Delépine, Jérôme - Peintre

Comme ses maîtres Rembrandt et Turner, Jérôme Delépine joue avec la lumière, maniant le clair-obscur dans des toiles aux glacis veloutés et mystérieux. Des sombres et brumeux paysages, où l’on distingue à peine un arbre, quelques silhouettes, une frêle embarcation chahutée par les vagues, jaillissent des ciels immenses et éblouissants.
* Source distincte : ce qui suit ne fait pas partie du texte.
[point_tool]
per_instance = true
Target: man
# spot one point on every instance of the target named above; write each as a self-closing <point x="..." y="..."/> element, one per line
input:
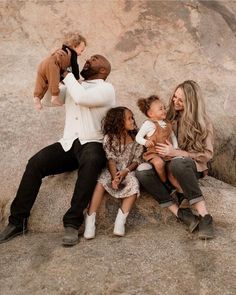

Ses portraits eux-aussi surgissent du noir, un peu effacés pour marquer le temps qui passe, mais fascinants et angoissants à la fois avec leurs yeux si singuliers, crevant la toile de leur air goguenard, effrayé ou introspectif comme des miroirs de l’âme. Des visages d’une grande humanité dont la manière évoque Rustin.

Une telle fascination pour le mystère de l’ombre et de la lumière interroge toujours. « On se questionne souvent sur ce qui motive notre vocation pour tel ou tel art. Dans tout artiste, il y a une part de fêlure » glisse Jérôme Delépine. Celle de ce jeune peintre de 33 ans, formé à l’art et à la peinture depuis l’âge de 11 ans, c’est la peur de la cécité qui l’assaille depuis l’enfance, à cause d’une maladie congénitale qui a causé la perte d’un œil et laissé 2/10e de vision à l’autre. Résilience aidant, la peinture sera sa lumière, sa liberté, son émerveillement, dans une figuration libre, d’une grande rapidité d’exécution, très instinctive.

« Mes paysages ou mes personnages sortent de mon imagination, de mes rêves. De toute façon, je ne sais pas ce que c’est que de voir la réalité, mon univers est toujours symbolique. L’important est la vision, et non l’acuité ». Quelque soit la technique employée, huile, dessin ou monotype, Jérôme Delépine travaille sur l’impression que lui donne cette malvoyance, cherchant la matière, la profondeur, les contrastes et l’humanité écrasée, presque blessée par la lumière qui la renvoie à sa quête de la connaissance, du questionnement.